By: KATHLEEN HENNESSE
The Associated Press
July 9, 2009

LAS VEGAS – The sex scandal engulfing Sen. John Ensign has deepened now that his former mistress's husband has revealed new details about the relationship, saying the Nevada Republican paid the woman more than $25,000 in severance when she stopped working for him.
 
Doug Hampton also provided a letter to the Las Vegas Sun that he claimed was a handwritten apology from Ensign to Cindy Hampton, a former treasurer for the senator's campaign committees.
 
"I used you for my own pleasure," the letter reads, later adding. "Plain and simple it was wrong; it was sin."
 
The letter and Doug Hampton's interview on Wednesday with a local television news show mark another embarrassment for Ensign, a 51-year-old Christian conservative who abruptly came forward last month and confessed to the affair. In addition, a severance payment could pose campaign finance or ethics issues for him.
 
Ensign spokesman Tory Mazzola said in an e-mail that Hampton was consistently inaccurate in the statements he made on television.
 
Hampton learned of the affair between his friend the senator and his wife when he discovered an incriminating text message, he said on "Face to Face with Jon Ralston."
 
Hampton also detailed a February 2008 meeting in which he, Sen. Tom Coburn, R-Okla., and others encouraged Ensign to end the affair, as well as the working relationship with the Hamptons. Hampton said Coburn and others tried to encourage Ensign to compensate the couple and help them relocate.
 
"These men were the ones that said, 'What we need to do is get Doug Hampton's home paid for, and we need to get Doug Hampton some money. We need to get his family to Colorado,'" Hampton said in the interview.
 
John Hart, a spokesman for Coburn, would not comment directly on the specific advice that Coburn gave Ensign.
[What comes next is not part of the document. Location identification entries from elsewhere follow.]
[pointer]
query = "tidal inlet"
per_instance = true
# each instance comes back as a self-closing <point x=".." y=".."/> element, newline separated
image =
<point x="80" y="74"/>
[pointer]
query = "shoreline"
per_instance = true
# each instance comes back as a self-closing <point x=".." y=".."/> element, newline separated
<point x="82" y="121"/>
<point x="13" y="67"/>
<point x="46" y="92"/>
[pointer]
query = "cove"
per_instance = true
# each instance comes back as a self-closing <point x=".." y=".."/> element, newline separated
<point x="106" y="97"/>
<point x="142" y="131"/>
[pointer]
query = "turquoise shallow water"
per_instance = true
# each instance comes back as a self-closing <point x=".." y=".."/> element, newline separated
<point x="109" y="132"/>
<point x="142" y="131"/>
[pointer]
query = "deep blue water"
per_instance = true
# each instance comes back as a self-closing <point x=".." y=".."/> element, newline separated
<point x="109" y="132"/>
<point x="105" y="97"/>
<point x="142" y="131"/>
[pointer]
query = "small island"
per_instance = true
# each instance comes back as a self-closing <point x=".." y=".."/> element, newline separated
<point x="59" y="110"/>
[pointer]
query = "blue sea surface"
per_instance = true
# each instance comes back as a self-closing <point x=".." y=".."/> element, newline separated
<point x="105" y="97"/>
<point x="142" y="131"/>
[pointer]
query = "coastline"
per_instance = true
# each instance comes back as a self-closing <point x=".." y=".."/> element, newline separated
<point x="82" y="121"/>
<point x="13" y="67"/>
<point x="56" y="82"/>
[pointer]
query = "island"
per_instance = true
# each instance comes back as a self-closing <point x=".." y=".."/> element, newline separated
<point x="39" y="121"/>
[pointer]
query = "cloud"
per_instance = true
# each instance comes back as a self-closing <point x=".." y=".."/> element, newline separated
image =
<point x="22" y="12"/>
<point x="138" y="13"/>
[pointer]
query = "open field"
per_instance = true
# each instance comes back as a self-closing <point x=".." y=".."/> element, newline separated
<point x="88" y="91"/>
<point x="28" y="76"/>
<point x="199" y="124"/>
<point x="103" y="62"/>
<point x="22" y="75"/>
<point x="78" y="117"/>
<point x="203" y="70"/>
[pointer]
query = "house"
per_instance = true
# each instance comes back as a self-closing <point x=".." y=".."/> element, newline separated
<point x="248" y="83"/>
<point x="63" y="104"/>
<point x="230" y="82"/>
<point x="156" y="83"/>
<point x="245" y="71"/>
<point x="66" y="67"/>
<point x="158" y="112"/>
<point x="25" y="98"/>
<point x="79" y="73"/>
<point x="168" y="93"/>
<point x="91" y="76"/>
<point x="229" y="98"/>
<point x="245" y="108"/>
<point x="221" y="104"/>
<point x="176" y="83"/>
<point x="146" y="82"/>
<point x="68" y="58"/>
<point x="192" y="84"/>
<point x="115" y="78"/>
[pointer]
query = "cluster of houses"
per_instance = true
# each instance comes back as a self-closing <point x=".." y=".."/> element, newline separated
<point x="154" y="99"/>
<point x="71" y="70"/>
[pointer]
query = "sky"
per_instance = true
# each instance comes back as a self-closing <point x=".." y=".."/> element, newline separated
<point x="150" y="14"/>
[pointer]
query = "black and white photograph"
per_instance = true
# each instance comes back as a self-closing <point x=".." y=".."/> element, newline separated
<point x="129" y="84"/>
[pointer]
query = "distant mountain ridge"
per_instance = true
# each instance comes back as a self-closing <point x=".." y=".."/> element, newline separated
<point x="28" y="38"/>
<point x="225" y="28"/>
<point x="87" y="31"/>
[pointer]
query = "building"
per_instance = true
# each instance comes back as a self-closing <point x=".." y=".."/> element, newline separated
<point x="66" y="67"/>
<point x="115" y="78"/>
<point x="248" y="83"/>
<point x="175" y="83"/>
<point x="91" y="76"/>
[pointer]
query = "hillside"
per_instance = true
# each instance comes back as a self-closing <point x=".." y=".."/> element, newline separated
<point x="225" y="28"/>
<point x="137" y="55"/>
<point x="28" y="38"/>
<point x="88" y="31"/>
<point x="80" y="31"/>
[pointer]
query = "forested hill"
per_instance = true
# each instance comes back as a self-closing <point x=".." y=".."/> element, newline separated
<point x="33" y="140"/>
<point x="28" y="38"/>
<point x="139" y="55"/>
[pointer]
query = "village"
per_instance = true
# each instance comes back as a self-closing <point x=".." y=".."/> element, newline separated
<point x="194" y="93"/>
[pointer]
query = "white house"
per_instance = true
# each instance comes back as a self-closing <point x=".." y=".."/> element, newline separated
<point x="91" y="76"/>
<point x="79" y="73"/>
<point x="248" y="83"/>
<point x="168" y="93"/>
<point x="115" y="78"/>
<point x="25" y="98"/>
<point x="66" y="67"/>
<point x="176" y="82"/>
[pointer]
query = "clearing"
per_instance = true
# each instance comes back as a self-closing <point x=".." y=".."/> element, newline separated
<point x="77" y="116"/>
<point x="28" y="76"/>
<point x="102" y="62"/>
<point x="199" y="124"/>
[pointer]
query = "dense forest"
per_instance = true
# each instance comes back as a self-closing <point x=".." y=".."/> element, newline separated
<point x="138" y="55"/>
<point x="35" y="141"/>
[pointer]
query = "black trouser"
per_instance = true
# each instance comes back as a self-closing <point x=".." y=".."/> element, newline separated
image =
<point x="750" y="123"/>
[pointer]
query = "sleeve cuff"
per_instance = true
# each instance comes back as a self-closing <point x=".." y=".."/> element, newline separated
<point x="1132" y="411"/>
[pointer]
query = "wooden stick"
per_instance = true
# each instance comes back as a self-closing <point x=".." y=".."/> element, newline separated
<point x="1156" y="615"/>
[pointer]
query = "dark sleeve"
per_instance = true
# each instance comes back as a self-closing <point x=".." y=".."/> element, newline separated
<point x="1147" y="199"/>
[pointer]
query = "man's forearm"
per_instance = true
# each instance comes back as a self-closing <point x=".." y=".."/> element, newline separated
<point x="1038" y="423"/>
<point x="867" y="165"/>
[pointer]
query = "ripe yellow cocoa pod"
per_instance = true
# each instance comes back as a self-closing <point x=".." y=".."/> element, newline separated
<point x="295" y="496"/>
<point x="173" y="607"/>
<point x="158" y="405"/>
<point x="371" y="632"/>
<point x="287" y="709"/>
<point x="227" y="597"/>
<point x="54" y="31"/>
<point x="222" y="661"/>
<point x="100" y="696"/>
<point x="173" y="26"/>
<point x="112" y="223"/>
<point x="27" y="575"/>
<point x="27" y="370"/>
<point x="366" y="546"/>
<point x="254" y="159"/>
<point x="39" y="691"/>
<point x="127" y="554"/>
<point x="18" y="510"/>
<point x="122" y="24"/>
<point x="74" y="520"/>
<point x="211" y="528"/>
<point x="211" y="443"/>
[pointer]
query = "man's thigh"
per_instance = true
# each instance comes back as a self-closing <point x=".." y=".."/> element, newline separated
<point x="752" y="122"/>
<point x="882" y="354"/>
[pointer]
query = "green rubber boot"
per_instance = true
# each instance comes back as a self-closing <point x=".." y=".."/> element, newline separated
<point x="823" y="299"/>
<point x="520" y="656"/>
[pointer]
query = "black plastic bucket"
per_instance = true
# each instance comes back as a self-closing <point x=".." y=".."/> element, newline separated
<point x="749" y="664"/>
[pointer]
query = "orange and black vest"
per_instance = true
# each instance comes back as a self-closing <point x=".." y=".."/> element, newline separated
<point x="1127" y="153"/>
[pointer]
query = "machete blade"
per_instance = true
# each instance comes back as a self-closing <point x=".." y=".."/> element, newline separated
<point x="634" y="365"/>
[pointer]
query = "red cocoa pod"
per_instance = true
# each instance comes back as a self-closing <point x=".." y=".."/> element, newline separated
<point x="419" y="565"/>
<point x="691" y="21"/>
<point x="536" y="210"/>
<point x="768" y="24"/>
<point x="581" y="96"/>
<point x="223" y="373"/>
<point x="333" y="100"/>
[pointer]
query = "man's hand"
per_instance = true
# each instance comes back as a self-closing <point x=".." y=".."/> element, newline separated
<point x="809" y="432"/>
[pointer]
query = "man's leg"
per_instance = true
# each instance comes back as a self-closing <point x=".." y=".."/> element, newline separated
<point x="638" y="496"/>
Coburn "did everything he could to encourage Senator Ensign to end his affair and to persuade Senator Ensign to repair the damage he had caused to his own marriage and the Hamptons marriage," Hart said.
 
Doug Hampton said the men encouraged Ensign to write the letter of apology breaking it off. The senator later told his mistress to ignore the note, Hampton said.
 
In the Feb. 2008 letter posted on the newspaper's Web site, someone signing their name "John" says he takes "100 percent responsibility for my actions." "God never intended for us to do this. I walked away from Him and my relationship with Him has suffered terribly," the letter reads.
 
Doug Hampton also worked for Ensign as a Senate aide. He claims his wife received the payment as severance when she left her position in May 2008. Both men say the affair continued until August 2008.
 
The two families are longtime friends. They both live in the upscale suburbs west of the Las Vegas Strip and their children attend the same school.
 
"Our children referred to him as uncle," Hampton said. "This is tragic."
 
Ensign's office has acknowledged helping Doug Hampton get work once he left the Senate office, first as a consultant and then as a lobbyist for an airline run by an Ensign contributor.
 
Through a spokesman, Ensign has accused Doug Hampton of recently making "exorbitant demands for cash and other financial benefits."
 
Hampton said in the interview that attorneys for the men have been in negotiations over "millions" in possible payments from the senator. Ensign, through his spokesman, has refused to answer questions on whether any payments have been made.
 
Campaign committee records do not show a large payment to Cindy Hampton when she left her job. If the payment occurred, it could present a possible campaign finance disclosure violation, campaign finance attorney Kenneth Gross said.
 
The nature of the violation and penalty depends on "how the senator chooses to characterize the payment," he said.
"It's an entangled situation and like most circumstances the devil is in the details on whether its described as gift or income, and whether there are tax or campaign disclosure laws implicated," Gross said.
 
Earlier reports of the possible severance prompted a Washington watchdog group to file a complaint against Ensign with the Senate Ethics Committee.
 
Citizens for Responsibility and Ethics alleges Ensign may have violated ethics and campaign finance rules by failing to report the payment to Cindy Hampton as an in-kind contribution from his leadership political action committee.